While Olympic Stadium, designed by Kengo Kuma, has won praise for the way the giant bowl laced with wooden eaves has allowed it to blend into its surroundings, none of that really matters to the athletes performing inside it. What is far more important to many of them is the surface they are required to sprint, hop, skip and jump on.
For Vallauri, the early signs from the track competition have been an Olympic triumph of a different sort. Mondo, which has now designed 12 Olympic tracks, spent almost three years coming up with the surface in use in Tokyo: road testing different versions, sourcing materials, experimenting with different kinds of rubber. Along the way, Mondo asked athletes for their preference, the equivalent of a taste test of a new recipe for a familiar soft drink.

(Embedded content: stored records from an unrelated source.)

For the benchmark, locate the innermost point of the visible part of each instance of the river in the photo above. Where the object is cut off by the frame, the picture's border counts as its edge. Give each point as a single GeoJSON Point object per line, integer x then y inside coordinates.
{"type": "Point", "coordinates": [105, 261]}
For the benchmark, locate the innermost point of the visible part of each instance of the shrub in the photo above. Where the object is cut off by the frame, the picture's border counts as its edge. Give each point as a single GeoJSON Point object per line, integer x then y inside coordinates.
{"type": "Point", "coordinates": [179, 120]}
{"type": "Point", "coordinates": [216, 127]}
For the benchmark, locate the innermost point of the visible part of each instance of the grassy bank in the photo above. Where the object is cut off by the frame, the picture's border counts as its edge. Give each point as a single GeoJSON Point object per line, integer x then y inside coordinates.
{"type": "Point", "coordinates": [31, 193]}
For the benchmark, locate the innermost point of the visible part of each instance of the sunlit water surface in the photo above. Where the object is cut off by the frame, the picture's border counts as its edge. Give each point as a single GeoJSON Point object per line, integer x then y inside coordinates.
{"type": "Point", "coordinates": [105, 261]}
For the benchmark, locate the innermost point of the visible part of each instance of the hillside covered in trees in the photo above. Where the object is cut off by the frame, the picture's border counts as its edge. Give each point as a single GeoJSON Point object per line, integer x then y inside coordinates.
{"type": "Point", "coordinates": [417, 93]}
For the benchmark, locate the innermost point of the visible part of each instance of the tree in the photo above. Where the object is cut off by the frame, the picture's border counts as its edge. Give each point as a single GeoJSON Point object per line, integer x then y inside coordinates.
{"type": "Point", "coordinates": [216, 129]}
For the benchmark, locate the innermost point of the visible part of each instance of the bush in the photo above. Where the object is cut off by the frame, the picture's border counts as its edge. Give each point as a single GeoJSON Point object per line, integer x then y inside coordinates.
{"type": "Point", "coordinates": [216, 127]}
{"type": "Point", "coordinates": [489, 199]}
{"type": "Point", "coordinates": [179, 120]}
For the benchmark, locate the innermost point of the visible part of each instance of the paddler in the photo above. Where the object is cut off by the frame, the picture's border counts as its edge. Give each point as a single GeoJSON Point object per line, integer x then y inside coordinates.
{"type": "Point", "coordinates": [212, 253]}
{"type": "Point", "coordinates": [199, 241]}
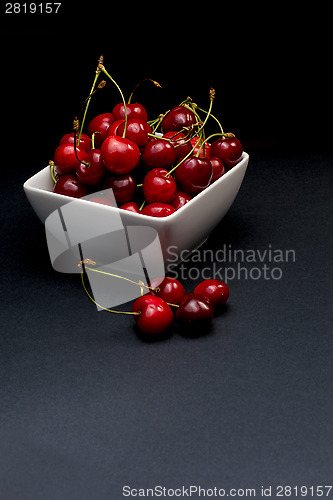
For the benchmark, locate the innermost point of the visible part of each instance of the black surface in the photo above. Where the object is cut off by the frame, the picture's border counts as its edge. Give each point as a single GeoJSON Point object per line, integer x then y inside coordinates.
{"type": "Point", "coordinates": [87, 406]}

The answers the company received, Vallauri said, were unanimous. “The feedback from the athletes was the same,” he said. “This one.”
Armed with that feedback, designers at the Mondo factory in Alba, Italy, near Turin, experimented with different types of rubber before incorporating three-dimensional granules in their final design. The surface that resulted, according to Vallauri, allows shock absorption and energy return “like a trampoline.”
Those who have run on it out have said the same.
“You can feel the bounce,” said Sydney McLaughlin, a favorite in the women’s 400-meter hurdles. “Some tracks just absorb your bounce and your motion; this one regenerates it and gives it back to you.”